Rynek pracy nauczycieli po reformie oświaty

Aleksandra Wrona
11 października 2018 (artykuł sprzed 5 lat) 
Młodzi ludzie nie są zainteresowani pracą nauczyciela. Odstraszają ich m.in. długa ścieżka awansu zawodowego i niskie zarobki. Młodzi ludzie nie są zainteresowani pracą nauczyciela. Odstraszają ich m.in. długa ścieżka awansu zawodowego i niskie zarobki.

Reforma systemu oświaty z 2017 roku wprowadziła w polskim szkolnictwie wiele zmian. Najbardziej odczuli je uczniowie, którzy zamiast pójść do gimnazjum, zostali na kolejne dwa lata w szkole podstawowej. Likwidacja gimnazjów wpłynęła też na rynek pracy nauczycieli. Jak wygląda on rok po reformie?



Reforma edukacji sprzed roku to:

Podczas gdy przeciwnicy reformy edukacji prognozowali, że jej wprowadzenie będzie równoznaczne ze zwolnieniami nauczycieli, jej zwolennicy przekonywali, że miejsca dla nauczycieli z gimnazjów znajdą się w szkołach podstawowych i liceach. Rok po reformie systemu oświaty sytuacja jest znacznie bardziej skomplikowana. Za kilka dni wypada Dzień Edukacji Narodowej, czy tzw. Dzień Nauczyciela (14 października). Tegoroczne obchody znów zdominuje dyskusja na temat reformy i zbyt niskich płac w oświacie.

Urząd Miasta Gdańska podaje, że w zestawieniu danych z Systemu Informacji Oświatowej z 31 marca 2018 r. i 10 września 2018 można zauważyć spadek etatów o ponad 55 (w analogicznym okresie roku 2017, czyli marzec 2017 do września 2017 notowany był wzrost o 30 etatów). W zestawieniu rok do roku, czyli września 2017 do września 2018 to notowany jest wzrost o 49 etatów (analogiczne dane za lata 2016 i 2017 wykazywały wzrost o 169 etatów).
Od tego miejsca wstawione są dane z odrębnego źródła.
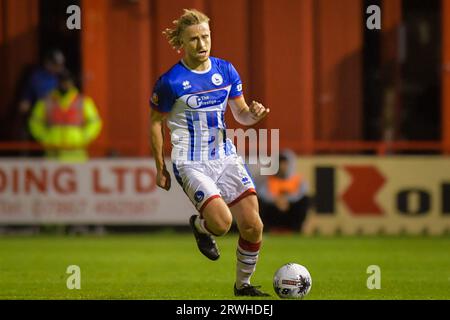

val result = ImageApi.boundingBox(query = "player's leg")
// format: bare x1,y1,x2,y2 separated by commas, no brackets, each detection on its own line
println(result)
230,194,267,296
173,163,227,260
218,155,266,296
198,197,233,236
189,197,233,260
- Warto zaznaczyć jeszcze jedną ważną informację - wzrost etatów przy jednoczesnym spadku liczby zatrudnionych osób (o ok. 9 osób). Oznacza to, że ruch kadrowy dotyczy głównie godzin przyznawanych w ramach pomocy psychologiczno-pedagogicznej. Dodatkowo cały czas wzrasta liczba uczniów obcokrajowców i wracających z zagranicy, którym zgodnie z przepisami przydzielane są dodatkowe godziny języka polskiego. Należy również pamiętać o tym, że od 1 września 2018 roku uruchomiliśmy na terenie Gdańska dwa nowe przedszkola samorządowe przy ul. Lawendowe Wzgórze i ul. Kolorowej - mówi Piotr Kowalczuk, zastępca prezydenta Gdańska ds. polityki społecznej.
Ruch kadrowy dotyka zwolnieniami głównie osoby na umowach okresowych, czyli o najkrótszym stażu pracy.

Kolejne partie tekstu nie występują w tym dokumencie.